Erkek Cinsiyeti bir korku filmi olarak pazarlanıyor, ancak Garland'ın önceki çalışmaları daha çok bilim kurgu olarak sınıflandırıldı. Ancak, yazarın çalışmalarını yakından tanıyan izleyiciler, her zaman nasıl korkutacağını bildiğini çok iyi biliyorlar. Yönetmenlik kariyerine başlamadan önce yazar, filmler için senaryolar yazdı "28 gün sonrave Danny Boyle tarafından Inferno. Evet ve aynı "İmha" da aynı anda iki inanılmaz derecede korkutucu sahne - örneğin, bir "ayı" görünümü - birçok klasik çığlıkçıdan yüz puan verecektir.
Ancak, yönetmen nihayet korku türüne girdi. Daha kesin olmak gerekirse, artık popüler olan post-korku ya da “yükseltilmiş korku”ya (yüksek korku terimi İngilizce konuşulan ülkelerde uzun süredir kök salmıştır) yaklaştı. Garland, karanlık bir dramayı bir tür kabuğuna sığdırdı ve onu folklor unsurlarıyla tamamladı. Bu nedenle, "erkek cinsiyeti" ile "erkek cinsiyeti" karşılaştırmak daha kolaydır.işaret” ve “The Witch”, Robert Eggers tarafından “Ex Machina” kasetinden daha fazla.

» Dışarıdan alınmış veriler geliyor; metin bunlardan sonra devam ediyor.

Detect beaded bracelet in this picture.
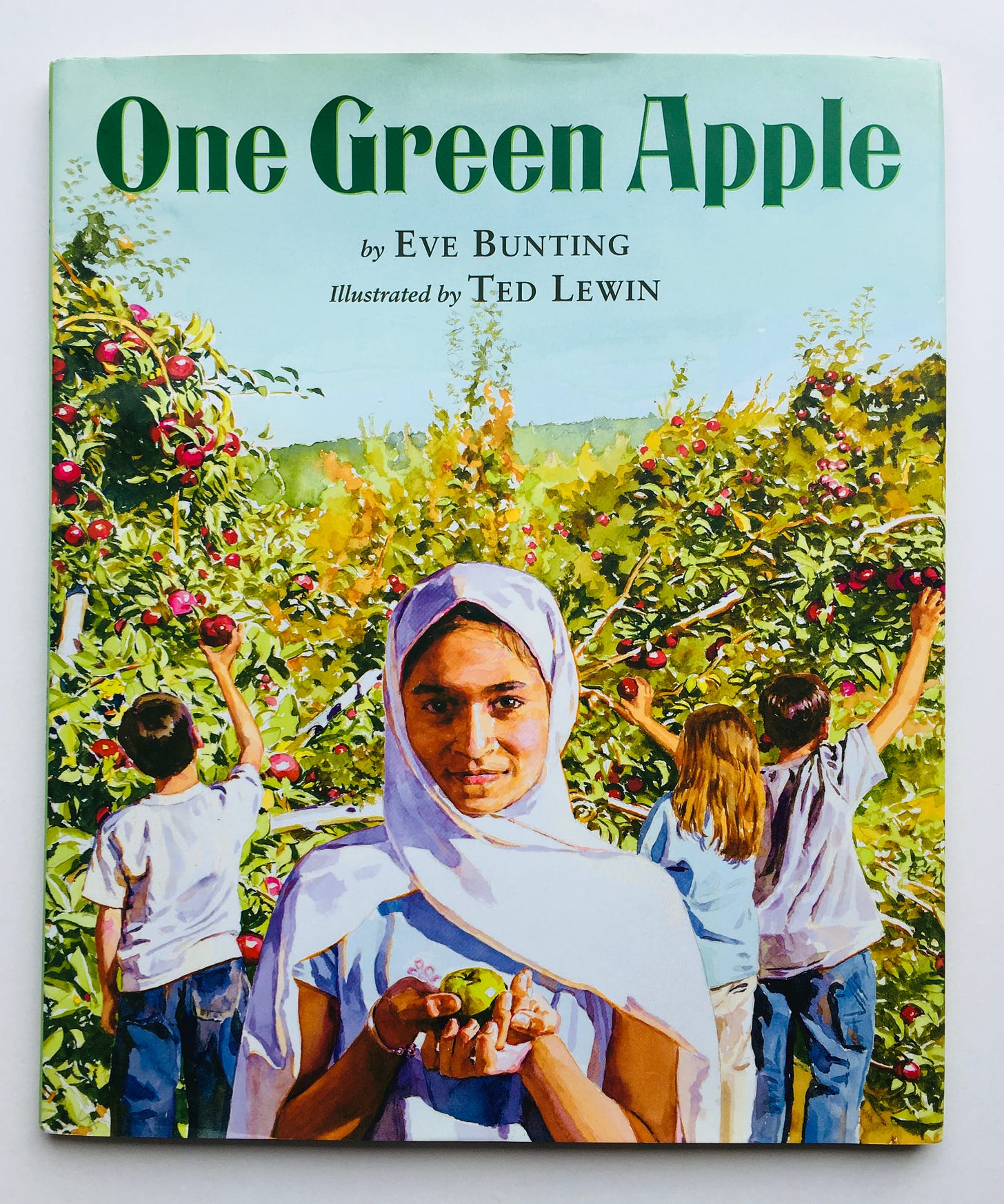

Resmin ilk üçte biri bile ironik görünüyor. Sahnelerden birinde ana karakter ormanda yürüyüşe çıkar. Klasik James Wan'ın bu 10 dakikada bir düzine çığlık atacağını hayal etmek kolay. Ancak Garland sadece gerilimi artırıyor, hatta bazen olanları mizahla seyreltiyor. Ama gerçekten zor bir şey olduğunda herkesin sinirleri gergin olacak. Yavaş yavaş, film bir tür analoga dönüşecek "iğrenmeRoman Polanski'nin "(ve hatta tüm "apartman üçlemesi"). Ne de olsa Harper'ın kendisi bile başına gelenlerin gerçek olup olmadığını anlayamaz. Bu çok önemli olmasa da.
The Male Clan'ın dramatik konusu oldukça basitse, korku bileşeni mecazidir. Yönetmen mitolojiye birçok referans topladı. Ve bu sadece en anlaşılır dini ima ile ilgili değil: Eve geldikten hemen sonra Harper bahçeden bir elmayı sormadan yer. Daha karmaşık referanslar da var: örneğin, Kinnear'ın görüntülerinden biri, hala İngiliz barlarında tasvir edilen Green Man folkloruna açıkça benziyor.
Ve bu arada, onun bu karakteri tüm filmdeki en belirsiz karakter. Belki de tam olarak doğaya yakınlığı nedeniyle diğer enkarnasyonlardan daha az tehlike arz ediyor.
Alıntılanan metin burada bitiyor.